En 1864, je venais d’obtenir mon diplôme d’avocat, et comme j’avais ouvert une étude à Lévis, Dominique Guénard – je ne sais trop pourquoi – m’avait pris en amitié, et – honneur que je partageais avec mon ami Johnny Lessard, le frère du distingué directeur de l’Académie du Mont-Saint-Louis, – j’étais devenu son confident.

Il ne passait guère à ma porte sans s’arrêter pour me parler de ses plans, me faire part de ses anxiétés et me demander mon avis.

La clientèle me laissant des loisirs, je ne le rebutais pas. Au contraire, ses divagations m’amusaient, et je faisais semblant de m’intéresser à ses lubies.

Un jour, il m’arrive avec une immense liste toute préparée, écrite par je ne sais qui, et qu’il étale triomphalement sur mon pupitre.

– Tiens, mon cher petit frère, dit-il (c’était son expression habituelle), voilà le nom de tous mes invités; il n’y a ni curé ni bedeau pour me la faire changer.
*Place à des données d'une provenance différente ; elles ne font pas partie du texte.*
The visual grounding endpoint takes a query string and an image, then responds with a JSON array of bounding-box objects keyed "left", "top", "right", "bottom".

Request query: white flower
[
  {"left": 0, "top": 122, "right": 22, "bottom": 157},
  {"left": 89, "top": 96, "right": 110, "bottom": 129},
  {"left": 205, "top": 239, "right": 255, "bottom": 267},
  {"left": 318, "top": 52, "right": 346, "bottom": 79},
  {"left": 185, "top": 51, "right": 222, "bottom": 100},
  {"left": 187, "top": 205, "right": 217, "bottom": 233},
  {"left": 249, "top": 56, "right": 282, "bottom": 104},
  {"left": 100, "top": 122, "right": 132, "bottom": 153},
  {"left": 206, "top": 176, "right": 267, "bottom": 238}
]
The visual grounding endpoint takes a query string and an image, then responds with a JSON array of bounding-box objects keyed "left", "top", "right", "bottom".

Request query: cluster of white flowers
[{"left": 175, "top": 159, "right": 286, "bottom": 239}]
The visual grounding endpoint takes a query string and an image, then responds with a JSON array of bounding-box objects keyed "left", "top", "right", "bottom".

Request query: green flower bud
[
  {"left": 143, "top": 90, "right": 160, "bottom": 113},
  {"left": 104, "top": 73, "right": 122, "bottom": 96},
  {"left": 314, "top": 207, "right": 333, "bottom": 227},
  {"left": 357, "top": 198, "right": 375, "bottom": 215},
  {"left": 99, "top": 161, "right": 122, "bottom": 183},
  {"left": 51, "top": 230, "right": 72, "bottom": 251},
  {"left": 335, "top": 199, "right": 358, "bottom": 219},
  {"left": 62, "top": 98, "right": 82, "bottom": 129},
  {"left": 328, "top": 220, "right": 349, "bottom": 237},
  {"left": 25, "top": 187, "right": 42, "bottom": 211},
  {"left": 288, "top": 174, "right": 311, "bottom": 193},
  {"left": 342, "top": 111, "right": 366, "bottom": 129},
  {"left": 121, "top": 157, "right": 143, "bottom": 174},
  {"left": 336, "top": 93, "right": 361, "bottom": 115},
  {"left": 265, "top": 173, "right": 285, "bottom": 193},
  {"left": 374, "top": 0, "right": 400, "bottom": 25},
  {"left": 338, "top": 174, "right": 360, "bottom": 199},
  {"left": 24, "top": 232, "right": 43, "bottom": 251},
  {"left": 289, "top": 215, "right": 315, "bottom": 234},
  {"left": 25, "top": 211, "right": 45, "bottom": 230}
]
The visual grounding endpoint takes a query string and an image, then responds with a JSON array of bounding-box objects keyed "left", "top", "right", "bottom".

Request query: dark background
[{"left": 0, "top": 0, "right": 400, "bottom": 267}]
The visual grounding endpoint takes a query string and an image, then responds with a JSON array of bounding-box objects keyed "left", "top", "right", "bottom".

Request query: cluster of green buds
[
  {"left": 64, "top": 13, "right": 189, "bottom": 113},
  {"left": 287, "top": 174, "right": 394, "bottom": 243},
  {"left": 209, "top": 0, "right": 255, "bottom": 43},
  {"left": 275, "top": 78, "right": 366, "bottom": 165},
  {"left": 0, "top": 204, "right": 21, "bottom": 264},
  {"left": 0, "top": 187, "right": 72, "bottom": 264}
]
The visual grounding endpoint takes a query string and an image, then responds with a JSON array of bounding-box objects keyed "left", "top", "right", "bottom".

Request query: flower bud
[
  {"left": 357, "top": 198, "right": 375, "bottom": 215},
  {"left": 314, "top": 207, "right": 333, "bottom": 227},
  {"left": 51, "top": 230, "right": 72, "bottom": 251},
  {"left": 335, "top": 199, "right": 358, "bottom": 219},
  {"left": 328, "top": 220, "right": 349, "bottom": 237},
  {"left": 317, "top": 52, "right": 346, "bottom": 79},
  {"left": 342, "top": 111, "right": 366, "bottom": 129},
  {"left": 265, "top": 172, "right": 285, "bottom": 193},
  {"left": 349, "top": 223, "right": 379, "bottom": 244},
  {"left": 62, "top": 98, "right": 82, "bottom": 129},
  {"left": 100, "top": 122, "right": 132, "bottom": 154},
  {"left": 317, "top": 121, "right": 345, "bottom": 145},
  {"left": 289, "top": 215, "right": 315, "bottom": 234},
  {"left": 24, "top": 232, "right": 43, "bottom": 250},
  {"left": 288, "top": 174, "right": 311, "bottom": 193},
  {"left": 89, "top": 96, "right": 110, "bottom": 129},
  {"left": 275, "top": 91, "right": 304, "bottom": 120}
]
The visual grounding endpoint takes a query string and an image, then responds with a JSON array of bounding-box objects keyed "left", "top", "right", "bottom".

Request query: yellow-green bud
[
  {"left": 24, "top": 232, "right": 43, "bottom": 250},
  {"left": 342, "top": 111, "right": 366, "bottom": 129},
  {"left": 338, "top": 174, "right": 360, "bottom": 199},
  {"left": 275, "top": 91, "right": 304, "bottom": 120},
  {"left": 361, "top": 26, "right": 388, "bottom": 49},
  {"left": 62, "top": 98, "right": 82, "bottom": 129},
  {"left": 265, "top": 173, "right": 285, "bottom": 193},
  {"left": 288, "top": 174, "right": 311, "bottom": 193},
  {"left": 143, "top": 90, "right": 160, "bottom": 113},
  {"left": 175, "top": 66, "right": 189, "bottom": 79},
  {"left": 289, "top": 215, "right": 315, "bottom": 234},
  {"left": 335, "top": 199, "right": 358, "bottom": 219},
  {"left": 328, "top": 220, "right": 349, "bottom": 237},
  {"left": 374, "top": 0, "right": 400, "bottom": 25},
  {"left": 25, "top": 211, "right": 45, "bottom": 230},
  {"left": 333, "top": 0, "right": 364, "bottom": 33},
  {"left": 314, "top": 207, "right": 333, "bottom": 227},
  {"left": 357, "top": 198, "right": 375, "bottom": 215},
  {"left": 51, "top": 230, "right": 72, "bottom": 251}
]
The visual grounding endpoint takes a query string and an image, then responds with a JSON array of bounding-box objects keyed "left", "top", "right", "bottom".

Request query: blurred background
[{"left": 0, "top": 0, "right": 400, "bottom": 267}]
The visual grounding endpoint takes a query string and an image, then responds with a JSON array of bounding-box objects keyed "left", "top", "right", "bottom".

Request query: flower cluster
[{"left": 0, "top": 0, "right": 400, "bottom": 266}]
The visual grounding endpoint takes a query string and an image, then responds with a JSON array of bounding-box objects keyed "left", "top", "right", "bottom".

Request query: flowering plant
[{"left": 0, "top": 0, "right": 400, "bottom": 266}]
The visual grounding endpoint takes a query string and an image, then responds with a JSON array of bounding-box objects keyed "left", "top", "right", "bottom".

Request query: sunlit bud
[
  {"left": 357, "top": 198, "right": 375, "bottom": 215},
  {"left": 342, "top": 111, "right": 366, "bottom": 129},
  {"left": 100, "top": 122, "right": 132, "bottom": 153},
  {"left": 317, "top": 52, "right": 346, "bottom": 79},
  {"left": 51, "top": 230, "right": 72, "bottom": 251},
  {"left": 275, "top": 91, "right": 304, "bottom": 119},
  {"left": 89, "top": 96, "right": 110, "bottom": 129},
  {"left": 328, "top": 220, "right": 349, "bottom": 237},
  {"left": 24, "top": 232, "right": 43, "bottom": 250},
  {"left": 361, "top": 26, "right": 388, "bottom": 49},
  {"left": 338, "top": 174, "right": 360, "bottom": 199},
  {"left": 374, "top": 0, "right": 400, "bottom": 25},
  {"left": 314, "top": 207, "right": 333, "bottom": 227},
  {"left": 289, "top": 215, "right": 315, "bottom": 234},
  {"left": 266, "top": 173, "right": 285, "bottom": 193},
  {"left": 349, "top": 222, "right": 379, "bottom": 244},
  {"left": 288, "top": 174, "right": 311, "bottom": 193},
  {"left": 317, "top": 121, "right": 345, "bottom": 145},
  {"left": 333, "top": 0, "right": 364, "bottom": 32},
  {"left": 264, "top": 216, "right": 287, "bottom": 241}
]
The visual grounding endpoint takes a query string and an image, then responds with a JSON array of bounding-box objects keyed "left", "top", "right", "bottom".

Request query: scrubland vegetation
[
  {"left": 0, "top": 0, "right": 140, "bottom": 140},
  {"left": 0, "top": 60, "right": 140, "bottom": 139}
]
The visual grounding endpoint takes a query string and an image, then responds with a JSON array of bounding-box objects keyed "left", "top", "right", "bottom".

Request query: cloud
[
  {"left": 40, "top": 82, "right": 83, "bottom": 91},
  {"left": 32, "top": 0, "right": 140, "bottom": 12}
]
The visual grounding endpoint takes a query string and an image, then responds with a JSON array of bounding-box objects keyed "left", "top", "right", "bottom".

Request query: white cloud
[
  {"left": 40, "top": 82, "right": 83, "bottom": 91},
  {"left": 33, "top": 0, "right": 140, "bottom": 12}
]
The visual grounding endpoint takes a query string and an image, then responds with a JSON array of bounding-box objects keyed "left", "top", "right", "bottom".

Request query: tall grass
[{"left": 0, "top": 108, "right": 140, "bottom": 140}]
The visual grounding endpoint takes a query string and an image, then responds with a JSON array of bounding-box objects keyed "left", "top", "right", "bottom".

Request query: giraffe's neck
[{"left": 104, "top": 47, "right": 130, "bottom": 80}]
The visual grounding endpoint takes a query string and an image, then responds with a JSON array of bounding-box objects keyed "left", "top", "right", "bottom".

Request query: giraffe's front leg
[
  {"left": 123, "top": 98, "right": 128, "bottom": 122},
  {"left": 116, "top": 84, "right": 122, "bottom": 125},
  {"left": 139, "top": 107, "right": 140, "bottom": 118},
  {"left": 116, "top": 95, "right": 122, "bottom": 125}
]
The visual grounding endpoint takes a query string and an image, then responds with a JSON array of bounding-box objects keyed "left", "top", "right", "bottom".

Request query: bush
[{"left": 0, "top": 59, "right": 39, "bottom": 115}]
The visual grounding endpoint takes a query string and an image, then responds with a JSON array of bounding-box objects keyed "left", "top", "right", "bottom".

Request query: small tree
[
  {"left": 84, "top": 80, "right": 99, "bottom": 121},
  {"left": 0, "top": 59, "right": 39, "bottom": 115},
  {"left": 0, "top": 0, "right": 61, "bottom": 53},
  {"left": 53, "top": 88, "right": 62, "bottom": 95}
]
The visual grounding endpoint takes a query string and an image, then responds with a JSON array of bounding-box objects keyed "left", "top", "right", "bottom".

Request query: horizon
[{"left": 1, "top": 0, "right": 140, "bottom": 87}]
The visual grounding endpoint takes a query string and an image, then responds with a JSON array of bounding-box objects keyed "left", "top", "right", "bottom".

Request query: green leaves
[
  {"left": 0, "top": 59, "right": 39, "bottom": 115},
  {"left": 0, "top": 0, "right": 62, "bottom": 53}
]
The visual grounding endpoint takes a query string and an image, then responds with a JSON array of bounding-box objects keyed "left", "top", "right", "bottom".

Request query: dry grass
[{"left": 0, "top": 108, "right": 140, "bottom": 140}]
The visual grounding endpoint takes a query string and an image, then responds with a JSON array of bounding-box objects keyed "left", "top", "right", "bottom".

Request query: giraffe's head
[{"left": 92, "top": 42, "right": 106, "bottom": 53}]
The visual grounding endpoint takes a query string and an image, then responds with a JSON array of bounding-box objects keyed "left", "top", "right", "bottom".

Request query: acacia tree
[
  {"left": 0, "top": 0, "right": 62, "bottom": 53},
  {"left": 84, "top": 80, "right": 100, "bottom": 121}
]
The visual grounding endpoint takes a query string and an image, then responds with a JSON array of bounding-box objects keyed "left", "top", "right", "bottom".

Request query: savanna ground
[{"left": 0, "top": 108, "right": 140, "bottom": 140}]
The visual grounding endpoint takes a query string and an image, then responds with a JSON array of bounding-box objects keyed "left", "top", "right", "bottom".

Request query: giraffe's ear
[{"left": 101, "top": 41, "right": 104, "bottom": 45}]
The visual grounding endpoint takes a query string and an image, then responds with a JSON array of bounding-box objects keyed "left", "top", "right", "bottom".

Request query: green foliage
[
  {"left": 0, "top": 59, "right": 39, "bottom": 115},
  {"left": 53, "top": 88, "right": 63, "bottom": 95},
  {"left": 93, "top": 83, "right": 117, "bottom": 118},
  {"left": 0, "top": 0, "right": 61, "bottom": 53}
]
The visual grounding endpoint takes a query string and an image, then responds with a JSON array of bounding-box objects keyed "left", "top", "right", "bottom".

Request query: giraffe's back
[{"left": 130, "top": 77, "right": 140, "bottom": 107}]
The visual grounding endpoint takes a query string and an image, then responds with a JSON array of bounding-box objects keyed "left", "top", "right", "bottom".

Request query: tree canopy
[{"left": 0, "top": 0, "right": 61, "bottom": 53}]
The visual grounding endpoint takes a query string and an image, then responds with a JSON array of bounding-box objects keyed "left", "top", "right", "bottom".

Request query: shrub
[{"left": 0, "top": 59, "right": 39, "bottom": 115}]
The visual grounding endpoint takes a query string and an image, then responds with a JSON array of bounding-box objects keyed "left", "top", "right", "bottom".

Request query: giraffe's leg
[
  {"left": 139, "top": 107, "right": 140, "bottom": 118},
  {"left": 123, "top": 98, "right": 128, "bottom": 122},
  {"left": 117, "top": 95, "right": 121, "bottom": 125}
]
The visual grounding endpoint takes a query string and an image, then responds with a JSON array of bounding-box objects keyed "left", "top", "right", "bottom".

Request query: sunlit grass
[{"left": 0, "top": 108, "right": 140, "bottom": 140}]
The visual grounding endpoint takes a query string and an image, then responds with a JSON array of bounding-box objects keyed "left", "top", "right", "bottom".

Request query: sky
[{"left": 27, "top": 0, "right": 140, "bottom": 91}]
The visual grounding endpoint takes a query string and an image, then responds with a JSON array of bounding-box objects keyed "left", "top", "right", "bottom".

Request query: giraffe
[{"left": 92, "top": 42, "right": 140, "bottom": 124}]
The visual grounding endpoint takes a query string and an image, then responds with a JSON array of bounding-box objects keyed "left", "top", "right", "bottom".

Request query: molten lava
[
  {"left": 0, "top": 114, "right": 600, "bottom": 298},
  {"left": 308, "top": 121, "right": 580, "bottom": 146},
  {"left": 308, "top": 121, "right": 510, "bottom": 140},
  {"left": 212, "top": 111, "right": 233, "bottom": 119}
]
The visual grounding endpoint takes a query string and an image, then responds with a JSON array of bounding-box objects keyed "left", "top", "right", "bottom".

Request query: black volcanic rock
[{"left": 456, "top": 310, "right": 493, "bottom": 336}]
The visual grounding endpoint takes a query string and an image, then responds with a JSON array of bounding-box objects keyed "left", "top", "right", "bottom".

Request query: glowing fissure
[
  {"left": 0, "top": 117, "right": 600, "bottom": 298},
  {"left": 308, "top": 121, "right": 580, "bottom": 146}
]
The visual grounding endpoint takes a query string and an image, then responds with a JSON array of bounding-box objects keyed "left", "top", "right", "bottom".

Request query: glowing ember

Faut des limites à tout; tant pis pour ceux qui seront pas contents! je me suis déjà donné assez de trouble avec cette affaire-là. M. Saxe va me prendre pour un blagueur à la fin! Faut que ça finisse, ou j’envoie tout au diable. Vacarme! j’en ai par-dessus la tête. Serre la liste dans ton safe, et prends bien garde que personne la voie, Je viendrai la chercher pour faire imprimer les invitations, aussitôt que j’aurai fixé le jour. Je m’en vas justement à Saint-Romuald pour arranger ça.

– C’est très bien, Dominique, lui dis-je; mais je ne vois pas mon nom là-dedans. Est-ce que je ne serais pas invité par hasard?
– Vacarme! mon cher petit frère du bon Dieu, tu n’y penses pas. J’ai bien mieux que ça pour toi, et je viens t’en parler.
– Qu’est-ce que c’est?
– Il faut que tu sois parrain.
– Hein? parrain de quoi?
– Parrain de la frégate.
– Ah! tu la fais baptiser?
– Beau dommage!
– Mais...
– Ah! faut pas que ça t’embête, tu sais; il n’en manque pas qui voudraient bien la place, à commencer par le docteur Blanchet. Parce qu’il est membre du parlement, tu le connais, lui faudrait tout.
– Pourquoi ne le prends-tu pas? il ferait un bon parrain.
– Je ne dis pas le contraire, mais, vois-tu, il est marié; et j’aime mieux un garçon, vacarme! çà plus de jarnigoine.
– Tu crois?
– Sans compter qu’avec la marraine, des fois, ça peut faire une match. – En effet.
– Comme de raison. Toujours Dominique, hein! – Toujours Dominique.
– Ça prend pas lui pour oublier les amis, va!
– Ça, c’est vrai.
– Eh bien, ça y est-il?
– Mais la marraine?
– Ah! oui, la marraine; eh bien...
– Est-elle choisie?
– Non, ça dépend de toi, ça; mais j’en ai deux à te proposer. – Voyons ça.
– D’abord il y a mamzelle Girouard, du haut de la paroisse, qui est bien riche; mais aussi il y a mamzelle Labarre, de Saint-Joseph, qui est bougrement plus belle.
– Eh bien, allons-y pour la plus belle.
– Je le pensais. Je t’approuve pas, mon cher petit frère, mais je te comprends, c’est mieux!
– Alors, ça y est?
– C’est bon; quand j’aurai vu M. Saxe, j’irai inviter mamzelle Labarre... À moins que t’aimes mieux y aller toi-même?
– Non, non! toi...; c’est plus de... cérémonie.
– Tu penses?
– Sans doute.
– Alors, bonjour, mon petit frère; à demain!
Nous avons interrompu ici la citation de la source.